Avoiding court divorce battles by arbitration
Avoiding court divorce battles by arbitration seems to be the latest buzz way to deal with the legal minefield created by separation within a marriage according to Cheshire divorce solicitors Stonehewer Moss. Reports in national papers last week of a doubling in arbitration cases look impressive but it depends on the base from which the growth develops. Resolution are the national family solicitors organisation and they firmly back this process. The writer trained to collaborate 10 years or so ago and sadly that approach has not gained traction in most places. People often want their day in court and are not discouraged by their solicitors or apparently not by their large bills either. Arbitration may have some advantages over the court process while giving the feel of a neutral decision having been arrived at with help from each sides representatives. Avoiding court divorce battles by arbitration could be a good option for a couple able to acknowledge the need for a resolution to their separation legal issues while realising that an over stretched public court system is not for them. This blog sets out some benefits of the arbitration route, but avoiding the need for a neutral decision at all must always be your first and best option; negotiate if you can.
When you separate there are decisions to be made but unlike in marriage, there are two points of view without the impetus to reach a compromise or for one spouse to give way. Should you divorce now and on what basis? Who pays the bills? What arrangements are best for the children. What is to happen to the house? These questions do not resolve themselves. The court is geared up to make decisions but it is staffed by human beings and used by the highest and lowest in society.
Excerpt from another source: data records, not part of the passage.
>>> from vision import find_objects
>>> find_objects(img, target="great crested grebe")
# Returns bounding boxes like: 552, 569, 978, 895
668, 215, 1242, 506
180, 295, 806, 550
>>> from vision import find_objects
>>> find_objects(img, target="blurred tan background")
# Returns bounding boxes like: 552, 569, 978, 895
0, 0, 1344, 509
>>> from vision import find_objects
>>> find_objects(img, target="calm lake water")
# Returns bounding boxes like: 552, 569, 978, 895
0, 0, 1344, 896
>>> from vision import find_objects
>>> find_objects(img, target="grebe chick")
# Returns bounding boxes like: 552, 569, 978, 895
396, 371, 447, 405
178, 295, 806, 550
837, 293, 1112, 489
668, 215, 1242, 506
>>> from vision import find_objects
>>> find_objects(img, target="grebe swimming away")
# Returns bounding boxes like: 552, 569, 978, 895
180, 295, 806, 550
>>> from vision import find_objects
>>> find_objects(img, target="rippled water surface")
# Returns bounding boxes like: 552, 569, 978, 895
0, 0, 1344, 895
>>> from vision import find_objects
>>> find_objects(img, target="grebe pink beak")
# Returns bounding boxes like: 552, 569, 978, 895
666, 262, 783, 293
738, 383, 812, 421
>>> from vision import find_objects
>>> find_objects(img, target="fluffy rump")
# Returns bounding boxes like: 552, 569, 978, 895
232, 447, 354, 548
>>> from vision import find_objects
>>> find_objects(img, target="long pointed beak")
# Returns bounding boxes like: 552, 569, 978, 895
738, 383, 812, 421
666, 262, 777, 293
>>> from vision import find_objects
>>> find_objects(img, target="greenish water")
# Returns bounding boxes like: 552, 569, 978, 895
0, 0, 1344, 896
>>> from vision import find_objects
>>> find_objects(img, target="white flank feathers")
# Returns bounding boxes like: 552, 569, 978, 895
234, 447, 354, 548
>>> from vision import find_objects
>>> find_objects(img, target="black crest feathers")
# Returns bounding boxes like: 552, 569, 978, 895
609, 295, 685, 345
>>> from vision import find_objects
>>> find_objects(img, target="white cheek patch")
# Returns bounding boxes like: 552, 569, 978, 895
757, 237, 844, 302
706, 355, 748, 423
The option of arbitration has obvious benefits over court if you have ever stood in the queue at any government building and felt your individuality being stripped from you. An arbitrator will be a senior family lawyer that each sides solicitor is confident knows his or her stuff, will meet at a time convenient to you both and treat you with respect. With some cases in court, you may find that you are left feeling like a criminal or a supplicant. Arbitration does have a financial cost that on the face of it a judge in court does not charge but you wait until he or she is ready and each representative may be charging full rate to wait by the hour. The surroundings may be more congenial. Court buildings vary in user friendliness and are very public. Don`t be surprised if, having emptied your pockets to go through security, you are left instructing your solicitor in a corridor with nowhere to sit or privacy. Arbitration is binding as it is governed by the Arbitration Act 1996 and the decision is enforceable in court. There are standard procedural rules that may be managed by the arbitrator in a way that makes sense for the issues and may be more efficient than court. Subject to a discretion to award legal costs if there is an obvious need to punish one side in costs, the usual rule is that you pay your own representatives costs. A fixed fee arrangement with your solicitor and the share of the arbitrators fee might be less expensive than court and the procedure less stressful. The law applied is the same as that applied by a judge in court.
Avoiding court divorce battles by arbitration must be worth considering but if your solicitor will not entertain it at the first meeting, use your own discretion and seek the view of another solicitor before you are committed to a battle in court.